September 8, 2010

My (Spun) Opinion Matters

I received a political polling call last night and amused myself by agreeing to participate. The poll was slanted — the work of a political party.

Slanted polls generally rely on the false dichotomy fallacy (aka. either-or) usually set up this way: Would you rather vote for a candidate who wants (some horrible-sounding outcome) or one who wants (some wonderful-sounding outcome)? Just to be a stinker I chose the horrible-sounding outcome each time 🙂

Independent polling companies and their news media partners generally do a better job of crafting questions; it would be nice if journalists did a better job of covering polls.
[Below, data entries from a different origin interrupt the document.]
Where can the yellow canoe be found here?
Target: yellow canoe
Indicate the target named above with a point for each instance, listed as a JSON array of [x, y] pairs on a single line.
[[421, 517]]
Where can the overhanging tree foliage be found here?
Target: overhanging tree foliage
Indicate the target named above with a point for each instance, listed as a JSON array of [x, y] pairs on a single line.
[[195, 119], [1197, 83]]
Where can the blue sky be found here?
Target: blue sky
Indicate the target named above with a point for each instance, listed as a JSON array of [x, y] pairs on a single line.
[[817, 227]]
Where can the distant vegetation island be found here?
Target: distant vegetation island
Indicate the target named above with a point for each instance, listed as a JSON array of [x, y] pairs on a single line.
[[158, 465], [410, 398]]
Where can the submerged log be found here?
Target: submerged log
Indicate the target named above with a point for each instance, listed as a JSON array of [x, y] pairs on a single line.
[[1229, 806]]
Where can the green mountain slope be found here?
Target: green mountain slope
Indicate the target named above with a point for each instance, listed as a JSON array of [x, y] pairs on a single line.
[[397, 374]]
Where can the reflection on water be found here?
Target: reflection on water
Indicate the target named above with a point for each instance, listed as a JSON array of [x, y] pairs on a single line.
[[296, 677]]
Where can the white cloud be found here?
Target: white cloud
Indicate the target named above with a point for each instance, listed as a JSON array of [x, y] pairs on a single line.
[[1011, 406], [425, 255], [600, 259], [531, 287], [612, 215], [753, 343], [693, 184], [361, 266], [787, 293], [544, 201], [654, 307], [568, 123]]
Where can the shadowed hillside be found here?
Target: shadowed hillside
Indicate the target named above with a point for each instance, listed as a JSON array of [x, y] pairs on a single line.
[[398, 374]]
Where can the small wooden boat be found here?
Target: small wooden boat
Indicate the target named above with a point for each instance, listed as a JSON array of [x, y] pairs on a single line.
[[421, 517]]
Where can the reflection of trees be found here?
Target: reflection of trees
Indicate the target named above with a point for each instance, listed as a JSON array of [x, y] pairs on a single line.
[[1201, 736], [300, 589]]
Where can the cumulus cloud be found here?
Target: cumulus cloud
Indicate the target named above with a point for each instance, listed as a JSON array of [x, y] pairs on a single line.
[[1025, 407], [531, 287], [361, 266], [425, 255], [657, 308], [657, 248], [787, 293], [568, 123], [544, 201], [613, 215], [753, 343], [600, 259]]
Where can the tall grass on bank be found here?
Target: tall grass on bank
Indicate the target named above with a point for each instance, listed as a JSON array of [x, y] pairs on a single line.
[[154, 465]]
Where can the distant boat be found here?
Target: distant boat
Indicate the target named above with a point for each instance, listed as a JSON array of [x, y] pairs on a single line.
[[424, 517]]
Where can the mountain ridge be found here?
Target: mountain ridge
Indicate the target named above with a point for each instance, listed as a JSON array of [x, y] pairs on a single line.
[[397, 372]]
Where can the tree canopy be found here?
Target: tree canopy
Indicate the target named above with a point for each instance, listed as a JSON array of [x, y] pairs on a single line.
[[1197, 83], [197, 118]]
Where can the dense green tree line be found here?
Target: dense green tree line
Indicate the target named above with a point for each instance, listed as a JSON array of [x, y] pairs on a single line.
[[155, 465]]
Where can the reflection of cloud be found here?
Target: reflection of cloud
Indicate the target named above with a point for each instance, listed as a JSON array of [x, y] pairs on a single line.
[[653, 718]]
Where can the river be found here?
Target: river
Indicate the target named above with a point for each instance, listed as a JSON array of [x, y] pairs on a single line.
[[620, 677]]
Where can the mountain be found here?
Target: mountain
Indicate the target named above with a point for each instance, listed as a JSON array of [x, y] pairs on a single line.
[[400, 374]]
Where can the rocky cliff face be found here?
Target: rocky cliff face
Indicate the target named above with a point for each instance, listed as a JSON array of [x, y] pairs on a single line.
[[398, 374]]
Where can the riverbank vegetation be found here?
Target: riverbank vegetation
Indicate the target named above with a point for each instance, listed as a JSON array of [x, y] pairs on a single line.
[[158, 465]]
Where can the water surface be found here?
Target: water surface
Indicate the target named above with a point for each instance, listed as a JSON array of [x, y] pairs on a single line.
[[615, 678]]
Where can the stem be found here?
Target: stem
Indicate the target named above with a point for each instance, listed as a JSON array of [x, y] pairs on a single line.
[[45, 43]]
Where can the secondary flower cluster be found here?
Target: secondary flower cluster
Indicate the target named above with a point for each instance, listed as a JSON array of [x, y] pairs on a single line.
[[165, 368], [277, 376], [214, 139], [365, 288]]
It should go without saying that journalists should not report on factional polls unless writing an article about the role of factional polls in the political process. The information gathered from these polls is the stuff of political propaganda.

But it is unlikely that the poll I took last night will be released. Instead, the candidate(s) involved will more likely use it to craft talking points that — unless something has changed in the last 24 hours and no one has told me — reporters will dutifully record and pass on to the public with nary a follow-up question.

Here’s what I teach my students about questioning the information sources give them. This method of critical reporting is quite opposed to the common practice of political stenography.

One Response

  1. Keith R. 

    Too bad more in the media are not your “A” students!!! It seems that many are content to eat from the spoon without regard to which backside it has recently been inserted… And most in the general public are happy to do the same. Critical thinking is now reduced to the level required to watch an episode of “Wife Swap” or “Dancing With The Stars” and texting LOL to the person sitting next to you!!